Since my last post was titled “I Have a Christmas Dinosaur,” it only made sense to title this one “I Have a Christmas Tree.” Because I do. We trekked into the deep woods, fended off wolves, chopped it down, and hauled it back through ten feet of snow. Because that’s Christmas work.
Actually, we drove down route 1, pulled off into the Giant parking lot, into a makeshift lot of cut trees sold by the Lions’ Club, spent twenty minutes mulling our choices, and had a nice old man tie it to the roof of the car. Don’t laugh. That’s Christmas work, too.
Christmas work is any contribution to making Christmas happen. It’s dressing up in your warmest clothes and poking around the tree lots. It’s the car ride while playing Christmas music. It’s lugging the tree through the front door like a caveman with a trophy carcass. It’s the stringing together of the lights. The messing with the tree stand. The cursing. The fighting.

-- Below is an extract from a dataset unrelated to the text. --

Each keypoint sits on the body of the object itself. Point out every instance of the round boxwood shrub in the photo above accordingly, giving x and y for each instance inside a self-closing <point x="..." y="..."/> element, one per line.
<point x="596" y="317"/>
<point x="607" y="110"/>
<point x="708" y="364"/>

The thing about putting up a Christmas tree is it always take a turn for the dark. It’s simply the nature of wrangling with A TREE inside of A HOUSE. Trees don’t belong in houses. Right there, you’re messing with an imbalance in the universe. You’re asking for tension. My parents once told me they would have gotten divorced if they never made the switch to a pre-lit plastic tree.
Not that the wife and I have these horrible fights or anything. We’re actually kind of proud of our fights. We consider them the secret to a successful relationship. We don’t let stuff passively simmer. We don’t let it eat away. We throw it all right out in the open. While we’re both balancing a tree in the corner of the room, trying to find the best angle. This just so happens to be the best time to argue about the hallway light bulb.
Basically, I finally got around to changing it. Got the step stool out and everything. But apparently I was careless in throwing the old light bulb out, because it broke when I tossed it in the trashcan. This wouldn’t matter, except the new light bulb was way too bright. I’m talking blinding-light-of-Jesus bright. This was the wife’s fault, who doesn’t know how to pick out light bulbs. It’s those CFL bulbs. They’ve been out forever, but who really understands them? This unfortunately led to the incident of the wife attempting to retrieve the old light bulb out of the trashcan, where she then almost sliced her hand open, circling back to my fault.
This continued to escalate until we reached the topic of mercury contamination in light bulbs and birth defects in our unborn children. But then we found the best angle for the tree and we moved on to putting up the lights and ornaments. Except. Are you sure that was the right angle? There’s a hole in the tree. See it? Right there. No, there. We can cover it up with an ornament. Not that ornament. I hate that ugly thing. Seriously. It’s a pig dressed in a golf outfit. It makes me want to burn it. We could have used a fourth string of lights. There’s too many gaps. This tree is really big. How are we going to walk past it without bumping into it. We’ll just have to move the furniture around. I think I saw a spider. Oh wait, look, I found the extra string of lights. I want to kill everything.
In the end, it’s all worth it because of the smell of real balsam and sap in your living room. Because it’s like conquering what nature intended for trees. Because there’s a pleasure in humiliating trees by adorning them with glittery bulbs and golfing pigs. Because it’s therapeutic to your marriage. Because it’s Christmas work, and you gotta get it done.